At present, this gentle giant of West African music is digging deep into his reserves to keep afloat. It is, he says, a moment to take stock, to reflect on past victories and ponder on future creations. Habib Koité retains a strength behind the gentleness of his voice and guitar-plucking. For, as the Bamana saying goes, ‘God gives nothing to those who keep their arms crossed.’ As those who have witnessed Habib live, this is a man who is not known to cross his arms, nor is he likely to do so during the turmoil his country is traversing.


BEST ALBUMS

Habib Koité & Bamada

Muso Ko (Contre-Jour, 1995)

Muso Ko is Habib’s debut release, an 11-track album that shot up to the top of the European World Music Charts. It features Habib’s anti-smoking hit ‘Cigarette a Bana’, and was re-released in the US in 1999.


Ma Ya (Contre-Jour, 1998)

An album that consolidated Habib’s reputation as one of West Africa’s most promising talents. More intimate and reflective, it sold over 100,000 units worldwide.


Baro (Contre-Jour, 2001)

Habib injected Latin rhythms and melodies in this commercially-driven album. But Baro never leaves Habib’s Mandinka soul far behind.

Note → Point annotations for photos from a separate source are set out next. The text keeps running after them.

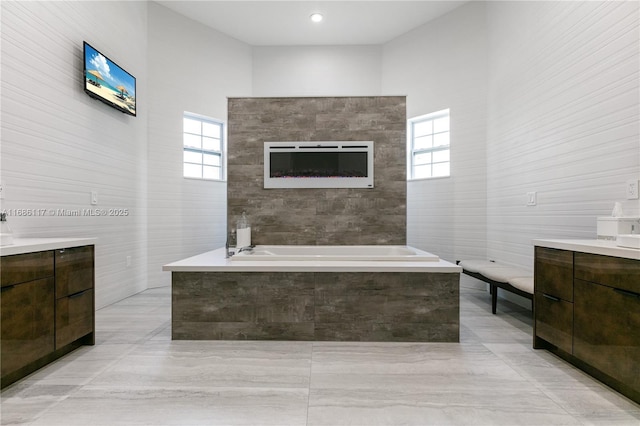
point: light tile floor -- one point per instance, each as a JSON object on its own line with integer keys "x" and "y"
{"x": 135, "y": 375}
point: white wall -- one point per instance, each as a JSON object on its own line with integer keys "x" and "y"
{"x": 58, "y": 144}
{"x": 563, "y": 120}
{"x": 443, "y": 64}
{"x": 191, "y": 68}
{"x": 316, "y": 71}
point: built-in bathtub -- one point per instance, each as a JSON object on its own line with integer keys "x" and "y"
{"x": 366, "y": 293}
{"x": 335, "y": 253}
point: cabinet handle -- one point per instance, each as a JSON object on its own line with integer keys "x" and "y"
{"x": 626, "y": 293}
{"x": 555, "y": 299}
{"x": 78, "y": 294}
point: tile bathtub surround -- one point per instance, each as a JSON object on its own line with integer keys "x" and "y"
{"x": 318, "y": 216}
{"x": 135, "y": 375}
{"x": 345, "y": 306}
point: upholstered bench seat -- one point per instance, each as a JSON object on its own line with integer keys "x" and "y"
{"x": 515, "y": 280}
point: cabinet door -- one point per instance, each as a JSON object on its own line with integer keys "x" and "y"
{"x": 74, "y": 270}
{"x": 554, "y": 321}
{"x": 607, "y": 331}
{"x": 27, "y": 328}
{"x": 74, "y": 317}
{"x": 554, "y": 272}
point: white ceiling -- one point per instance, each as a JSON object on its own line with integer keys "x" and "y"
{"x": 287, "y": 23}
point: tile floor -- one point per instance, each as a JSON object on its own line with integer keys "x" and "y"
{"x": 135, "y": 375}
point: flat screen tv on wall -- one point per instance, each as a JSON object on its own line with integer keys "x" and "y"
{"x": 106, "y": 81}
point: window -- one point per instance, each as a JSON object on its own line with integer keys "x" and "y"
{"x": 428, "y": 146}
{"x": 203, "y": 141}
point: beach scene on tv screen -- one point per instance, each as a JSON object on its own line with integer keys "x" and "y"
{"x": 109, "y": 81}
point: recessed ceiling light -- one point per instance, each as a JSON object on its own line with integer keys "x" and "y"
{"x": 316, "y": 17}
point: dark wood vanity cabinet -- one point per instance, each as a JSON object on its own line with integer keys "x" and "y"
{"x": 47, "y": 307}
{"x": 604, "y": 320}
{"x": 553, "y": 298}
{"x": 27, "y": 302}
{"x": 75, "y": 311}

Afriki (Contre-Jour/Cumbancha, 2004)

The crooner opens his repertoire further to incorporate Tamashek songs from Timbuktu, Wassoulou hunting tunes and Bamana melodies from Ségou. Many are peppered by the reggae rhythms that were gaining ground in Bamako. A Top of the World review in #47.


Eric Bibb & Habib Koité

Brothers in Bamako (Contre-Jour/Dixiefrog, 2012)

A sumptuous meeting of guitars and voices with American bluesman Eric Bibb. Ten years after crossing paths for Putumayo’s Mali to Memphis compilation, the two master musicians prove that common roots can forge acoustic bridges across time. Reviewed in #89.